The H and V sampling factors dictate the final size of the component they are associated with. For instance, the color space defaults to YCbCr and the H and V sampling factors for each component, Y, Cb, and Cr, default to 2, 1, and 1, respectively (2 for both H and V of the Y component, etc.) in the Jpeg-6a library by the Independent Jpeg Group. While this does mean that the Y component will be twice the size of the other two components--giving it a higher resolution, the lower resolution components are quartered in size during compression in order to achieve this difference. Thus, the Cb and Cr components must be quadrupled in size during decompression.

For more info about the headers check out wikipedia's jpeg entry or I got the above info here.

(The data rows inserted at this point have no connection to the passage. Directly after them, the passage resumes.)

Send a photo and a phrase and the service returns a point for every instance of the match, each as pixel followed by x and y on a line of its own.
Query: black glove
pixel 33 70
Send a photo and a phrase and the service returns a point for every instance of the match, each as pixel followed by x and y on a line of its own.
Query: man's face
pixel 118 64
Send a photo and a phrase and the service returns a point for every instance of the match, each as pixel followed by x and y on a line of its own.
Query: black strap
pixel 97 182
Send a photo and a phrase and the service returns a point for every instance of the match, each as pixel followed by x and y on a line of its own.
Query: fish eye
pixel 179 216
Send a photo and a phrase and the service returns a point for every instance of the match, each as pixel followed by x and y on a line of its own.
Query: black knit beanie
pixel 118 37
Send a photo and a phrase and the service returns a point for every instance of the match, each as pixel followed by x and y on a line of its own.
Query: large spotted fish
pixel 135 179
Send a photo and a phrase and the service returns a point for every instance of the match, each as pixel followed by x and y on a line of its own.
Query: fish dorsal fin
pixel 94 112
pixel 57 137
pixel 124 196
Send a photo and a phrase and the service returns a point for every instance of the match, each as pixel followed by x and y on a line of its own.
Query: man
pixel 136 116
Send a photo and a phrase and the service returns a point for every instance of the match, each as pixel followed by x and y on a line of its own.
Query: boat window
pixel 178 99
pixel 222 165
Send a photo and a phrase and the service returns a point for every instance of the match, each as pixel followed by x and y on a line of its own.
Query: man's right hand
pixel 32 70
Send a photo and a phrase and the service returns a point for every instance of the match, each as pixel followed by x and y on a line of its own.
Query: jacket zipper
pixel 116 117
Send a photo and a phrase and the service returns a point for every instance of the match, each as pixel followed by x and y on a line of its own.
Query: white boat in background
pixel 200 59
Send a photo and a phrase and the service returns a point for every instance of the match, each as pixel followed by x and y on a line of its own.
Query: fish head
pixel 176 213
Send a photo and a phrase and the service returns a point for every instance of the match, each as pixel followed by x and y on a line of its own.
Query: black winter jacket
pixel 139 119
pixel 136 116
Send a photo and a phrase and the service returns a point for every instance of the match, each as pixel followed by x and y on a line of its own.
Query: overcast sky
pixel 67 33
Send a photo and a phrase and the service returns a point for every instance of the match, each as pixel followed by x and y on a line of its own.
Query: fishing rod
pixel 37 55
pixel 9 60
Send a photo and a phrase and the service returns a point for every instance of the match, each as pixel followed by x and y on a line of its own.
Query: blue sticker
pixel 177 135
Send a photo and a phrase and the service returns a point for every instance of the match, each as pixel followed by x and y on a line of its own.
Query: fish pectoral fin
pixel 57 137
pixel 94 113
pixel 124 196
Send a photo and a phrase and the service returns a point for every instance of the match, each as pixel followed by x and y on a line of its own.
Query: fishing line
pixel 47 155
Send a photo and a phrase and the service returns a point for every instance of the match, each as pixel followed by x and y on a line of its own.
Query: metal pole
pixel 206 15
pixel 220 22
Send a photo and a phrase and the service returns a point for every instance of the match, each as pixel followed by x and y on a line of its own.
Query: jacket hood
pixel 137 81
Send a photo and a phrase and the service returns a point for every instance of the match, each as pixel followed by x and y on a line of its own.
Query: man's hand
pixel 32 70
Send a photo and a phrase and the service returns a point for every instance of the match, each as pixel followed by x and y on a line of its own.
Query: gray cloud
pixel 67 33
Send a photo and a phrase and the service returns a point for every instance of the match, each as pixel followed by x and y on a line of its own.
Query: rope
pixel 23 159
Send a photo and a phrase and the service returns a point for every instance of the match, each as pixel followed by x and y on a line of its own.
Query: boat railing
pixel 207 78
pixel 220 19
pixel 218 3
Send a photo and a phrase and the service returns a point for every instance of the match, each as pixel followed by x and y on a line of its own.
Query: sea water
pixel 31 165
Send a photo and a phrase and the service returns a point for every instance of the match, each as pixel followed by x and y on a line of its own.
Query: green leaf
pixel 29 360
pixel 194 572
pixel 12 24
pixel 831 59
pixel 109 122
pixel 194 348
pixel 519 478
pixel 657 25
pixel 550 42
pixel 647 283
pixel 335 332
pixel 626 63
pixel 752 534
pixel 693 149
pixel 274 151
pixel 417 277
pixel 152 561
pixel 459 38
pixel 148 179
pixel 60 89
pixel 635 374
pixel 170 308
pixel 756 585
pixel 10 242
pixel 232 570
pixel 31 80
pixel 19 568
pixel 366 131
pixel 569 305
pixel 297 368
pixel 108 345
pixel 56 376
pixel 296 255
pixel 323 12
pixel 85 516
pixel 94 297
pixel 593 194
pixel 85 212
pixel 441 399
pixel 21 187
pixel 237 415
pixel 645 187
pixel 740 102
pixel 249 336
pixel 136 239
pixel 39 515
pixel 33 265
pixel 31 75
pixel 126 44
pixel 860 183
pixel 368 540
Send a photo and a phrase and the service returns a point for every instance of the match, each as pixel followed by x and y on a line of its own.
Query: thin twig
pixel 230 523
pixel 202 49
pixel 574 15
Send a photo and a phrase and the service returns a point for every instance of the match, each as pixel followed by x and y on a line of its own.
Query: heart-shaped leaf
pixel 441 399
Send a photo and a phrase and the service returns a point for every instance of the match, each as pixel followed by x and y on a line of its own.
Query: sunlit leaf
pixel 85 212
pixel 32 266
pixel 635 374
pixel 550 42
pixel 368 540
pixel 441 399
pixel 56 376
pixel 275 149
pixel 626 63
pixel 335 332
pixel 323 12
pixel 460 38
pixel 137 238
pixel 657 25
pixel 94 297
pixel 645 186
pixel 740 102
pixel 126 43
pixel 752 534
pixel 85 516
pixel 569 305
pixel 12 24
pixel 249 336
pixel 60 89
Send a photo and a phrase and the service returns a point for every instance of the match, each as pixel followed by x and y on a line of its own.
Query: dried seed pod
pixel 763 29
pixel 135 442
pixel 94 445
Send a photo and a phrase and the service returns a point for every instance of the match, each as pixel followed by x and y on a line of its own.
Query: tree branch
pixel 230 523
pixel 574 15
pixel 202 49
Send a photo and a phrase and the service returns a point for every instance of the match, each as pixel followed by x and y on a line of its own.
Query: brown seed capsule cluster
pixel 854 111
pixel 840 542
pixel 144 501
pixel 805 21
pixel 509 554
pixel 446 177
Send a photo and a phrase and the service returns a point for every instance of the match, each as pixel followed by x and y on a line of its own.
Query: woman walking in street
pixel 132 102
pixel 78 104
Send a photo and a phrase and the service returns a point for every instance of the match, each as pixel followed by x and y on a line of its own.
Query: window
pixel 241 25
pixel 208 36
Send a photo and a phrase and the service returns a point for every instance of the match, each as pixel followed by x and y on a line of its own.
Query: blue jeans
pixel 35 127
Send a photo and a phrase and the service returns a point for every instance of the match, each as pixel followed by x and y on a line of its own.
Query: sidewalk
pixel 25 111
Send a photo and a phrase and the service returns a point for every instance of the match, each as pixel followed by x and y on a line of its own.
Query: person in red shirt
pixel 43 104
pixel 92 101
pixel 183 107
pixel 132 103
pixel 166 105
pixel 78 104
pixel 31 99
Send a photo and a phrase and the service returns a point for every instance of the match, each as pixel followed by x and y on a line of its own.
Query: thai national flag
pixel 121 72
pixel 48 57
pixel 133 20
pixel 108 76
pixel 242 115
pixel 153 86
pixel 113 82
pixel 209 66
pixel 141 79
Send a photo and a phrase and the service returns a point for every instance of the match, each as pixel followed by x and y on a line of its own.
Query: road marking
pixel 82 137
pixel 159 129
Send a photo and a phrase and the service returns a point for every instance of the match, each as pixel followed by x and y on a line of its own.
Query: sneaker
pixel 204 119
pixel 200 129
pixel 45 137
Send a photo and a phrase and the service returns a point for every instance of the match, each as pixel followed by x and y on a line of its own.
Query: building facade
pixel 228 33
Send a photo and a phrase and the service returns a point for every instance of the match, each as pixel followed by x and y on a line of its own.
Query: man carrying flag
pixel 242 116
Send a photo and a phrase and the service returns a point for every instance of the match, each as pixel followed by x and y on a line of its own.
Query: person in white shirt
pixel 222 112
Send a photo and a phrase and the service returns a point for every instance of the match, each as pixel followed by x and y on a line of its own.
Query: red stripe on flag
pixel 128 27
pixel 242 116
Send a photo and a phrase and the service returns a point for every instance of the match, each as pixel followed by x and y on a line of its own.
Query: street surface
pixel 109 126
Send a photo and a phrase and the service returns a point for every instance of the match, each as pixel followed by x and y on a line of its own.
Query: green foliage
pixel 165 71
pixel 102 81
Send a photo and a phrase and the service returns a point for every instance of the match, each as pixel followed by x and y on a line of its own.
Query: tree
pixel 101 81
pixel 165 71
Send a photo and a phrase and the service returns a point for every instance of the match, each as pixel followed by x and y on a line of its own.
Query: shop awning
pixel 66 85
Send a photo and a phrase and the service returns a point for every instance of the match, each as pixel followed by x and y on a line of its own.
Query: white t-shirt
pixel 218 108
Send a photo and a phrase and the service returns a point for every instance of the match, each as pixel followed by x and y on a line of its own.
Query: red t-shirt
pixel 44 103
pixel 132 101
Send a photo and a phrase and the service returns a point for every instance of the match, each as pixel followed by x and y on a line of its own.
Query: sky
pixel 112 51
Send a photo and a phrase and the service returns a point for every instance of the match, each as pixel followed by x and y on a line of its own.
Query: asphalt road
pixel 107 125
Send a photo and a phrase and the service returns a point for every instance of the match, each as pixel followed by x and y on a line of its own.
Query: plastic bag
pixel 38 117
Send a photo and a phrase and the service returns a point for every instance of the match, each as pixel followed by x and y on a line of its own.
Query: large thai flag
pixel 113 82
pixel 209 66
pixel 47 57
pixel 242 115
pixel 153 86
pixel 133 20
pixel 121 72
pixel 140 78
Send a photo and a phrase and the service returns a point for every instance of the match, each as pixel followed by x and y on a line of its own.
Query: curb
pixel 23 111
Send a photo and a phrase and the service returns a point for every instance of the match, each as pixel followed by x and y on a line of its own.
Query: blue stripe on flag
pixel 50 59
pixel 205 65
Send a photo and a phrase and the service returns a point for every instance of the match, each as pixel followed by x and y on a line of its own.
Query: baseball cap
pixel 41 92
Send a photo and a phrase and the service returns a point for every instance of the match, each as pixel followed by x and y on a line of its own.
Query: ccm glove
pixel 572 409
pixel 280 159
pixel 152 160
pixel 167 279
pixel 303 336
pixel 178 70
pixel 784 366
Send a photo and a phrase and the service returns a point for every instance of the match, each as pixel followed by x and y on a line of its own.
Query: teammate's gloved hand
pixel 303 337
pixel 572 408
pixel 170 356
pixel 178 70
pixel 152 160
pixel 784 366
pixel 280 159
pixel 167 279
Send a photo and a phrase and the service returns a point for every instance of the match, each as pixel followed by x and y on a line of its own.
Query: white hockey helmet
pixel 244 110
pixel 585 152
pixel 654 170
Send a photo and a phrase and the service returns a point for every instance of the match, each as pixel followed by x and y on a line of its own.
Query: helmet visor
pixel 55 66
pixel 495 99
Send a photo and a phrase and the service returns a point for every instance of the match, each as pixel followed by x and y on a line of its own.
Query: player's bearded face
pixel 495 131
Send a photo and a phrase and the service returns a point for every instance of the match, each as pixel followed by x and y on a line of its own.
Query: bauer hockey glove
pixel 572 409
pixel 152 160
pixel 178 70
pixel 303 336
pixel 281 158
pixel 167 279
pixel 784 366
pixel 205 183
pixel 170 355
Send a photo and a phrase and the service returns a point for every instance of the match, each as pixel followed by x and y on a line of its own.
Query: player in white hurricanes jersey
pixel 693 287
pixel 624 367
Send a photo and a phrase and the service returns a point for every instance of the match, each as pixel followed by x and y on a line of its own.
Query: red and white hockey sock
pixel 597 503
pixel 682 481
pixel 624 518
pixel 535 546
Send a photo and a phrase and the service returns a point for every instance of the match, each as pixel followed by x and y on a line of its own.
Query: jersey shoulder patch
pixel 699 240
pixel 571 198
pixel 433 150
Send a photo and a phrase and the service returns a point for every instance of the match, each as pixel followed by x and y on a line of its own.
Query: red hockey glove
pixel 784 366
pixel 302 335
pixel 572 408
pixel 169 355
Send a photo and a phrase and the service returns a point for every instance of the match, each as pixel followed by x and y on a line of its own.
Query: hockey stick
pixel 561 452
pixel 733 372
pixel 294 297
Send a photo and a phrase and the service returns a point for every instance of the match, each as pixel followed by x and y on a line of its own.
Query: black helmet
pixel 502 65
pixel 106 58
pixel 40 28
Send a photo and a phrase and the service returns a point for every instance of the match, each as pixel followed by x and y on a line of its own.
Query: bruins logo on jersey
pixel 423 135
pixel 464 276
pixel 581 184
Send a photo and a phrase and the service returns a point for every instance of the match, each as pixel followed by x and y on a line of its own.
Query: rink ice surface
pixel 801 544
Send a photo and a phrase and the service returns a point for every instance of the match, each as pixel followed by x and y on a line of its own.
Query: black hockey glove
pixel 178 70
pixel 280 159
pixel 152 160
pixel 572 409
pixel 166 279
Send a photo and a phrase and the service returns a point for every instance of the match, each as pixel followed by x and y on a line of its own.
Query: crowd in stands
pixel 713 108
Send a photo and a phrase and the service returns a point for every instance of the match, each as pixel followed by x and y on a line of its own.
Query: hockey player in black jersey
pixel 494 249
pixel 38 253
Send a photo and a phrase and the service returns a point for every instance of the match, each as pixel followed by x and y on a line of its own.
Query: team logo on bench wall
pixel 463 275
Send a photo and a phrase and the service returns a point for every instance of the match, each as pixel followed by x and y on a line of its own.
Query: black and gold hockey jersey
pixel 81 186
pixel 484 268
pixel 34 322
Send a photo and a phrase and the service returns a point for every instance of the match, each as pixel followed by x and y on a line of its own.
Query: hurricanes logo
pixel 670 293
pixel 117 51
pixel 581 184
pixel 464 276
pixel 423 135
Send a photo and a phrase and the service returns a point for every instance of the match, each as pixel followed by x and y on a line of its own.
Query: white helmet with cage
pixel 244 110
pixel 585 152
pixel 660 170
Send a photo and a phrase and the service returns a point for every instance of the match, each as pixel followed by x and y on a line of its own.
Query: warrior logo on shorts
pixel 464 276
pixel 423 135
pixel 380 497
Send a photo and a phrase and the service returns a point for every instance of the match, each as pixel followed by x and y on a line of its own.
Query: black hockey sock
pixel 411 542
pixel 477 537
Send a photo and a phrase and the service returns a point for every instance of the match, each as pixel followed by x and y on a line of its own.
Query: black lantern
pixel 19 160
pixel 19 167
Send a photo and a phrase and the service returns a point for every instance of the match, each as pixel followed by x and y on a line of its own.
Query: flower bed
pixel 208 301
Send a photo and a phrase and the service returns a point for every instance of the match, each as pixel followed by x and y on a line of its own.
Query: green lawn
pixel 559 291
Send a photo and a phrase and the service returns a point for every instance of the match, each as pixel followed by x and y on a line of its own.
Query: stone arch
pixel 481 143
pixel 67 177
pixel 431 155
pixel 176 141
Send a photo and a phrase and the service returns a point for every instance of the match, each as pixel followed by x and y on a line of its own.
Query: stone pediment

I used a method similar to the code below which I got from this post at the sun forums:

import java.awt.Dimension;
import java.io.*;

public class JPEGDim {

public static Dimension getJPEGDimension(File f) throws IOException {
 FileInputStream fis = new FileInputStream(f);

 // check for SOI marker
 if (fis.read() != 255 || fis.read() != 216)
  throw new RuntimeException("SOI (Start Of Image) marker 0xff 0xd8 missing");

 Dimension d = null;

 while (fis.read() == 255) {
  int marker = fis.read();
  int len = fis.read() << 8 | fis.read();

  if (marker == 192) {
   fis.skip(1);

   int height = fis.read() << 8 | fis.read();
   int width = fis.read() << 8 | fis.read();

   d = new Dimension(width, height);
   break;
  }

  fis.skip(len - 2);
 }

 fis.close();

 return d;
}

public static void main(String[] args) throws IOException {
 System.out.println(getJPEGDimension(new File(args[0])));
}

}

joinJpegs
This helped me a LOT man! thanks!
Orr Matarasso
+2  A: 

I have found another way of reading image size (more generic). You can use ImageIO class with cooperation with ImageReaders. Sample code is here:

    private Dimension getImageDim(final String path) {
    Dimension result = null;
    String suffix = this.getFileSuffix(path);
    Iterator<ImageReader> iter = ImageIO.getImageReadersBySuffix(suffix);
    if (iter.hasNext()) {
        ImageReader reader = iter.next();
        try {
            ImageInputStream stream = new FileImageInputStream(new File(path));
            reader.setInput(stream);
            int width = reader.getWidth(reader.getMinIndex());
            int height = reader.getHeight(reader.getMinIndex());
            result = new Dimension(width, height);
        } catch (IOException e) {
            log(e.getMessage());
        } finally {
            reader.dispose();
        }
    } else {
        log("No reader found for given format: " + suffix));
    }
    return result;
}

Note that getFileSuffix is method that returns extension of path without "." so e.g.: png, jpg etc. Example implementation is:

private String getFileSuffix(final String path) {
    String result = null;
    if (path != null) {
        result = "";
        if (path.lastIndexOf('.') != -1) {
            result = path.substring(path.lastIndexOf('.'));
            if (result.startsWith(".")) {
                result = result.substring(1);
            }
        }
    }
    return result;
}

This solution is basically very quick bacause only image size is read from the file, not whole image. I tested it and there is no comparition with ImageIO.read performance. I hope someone will find this usefull.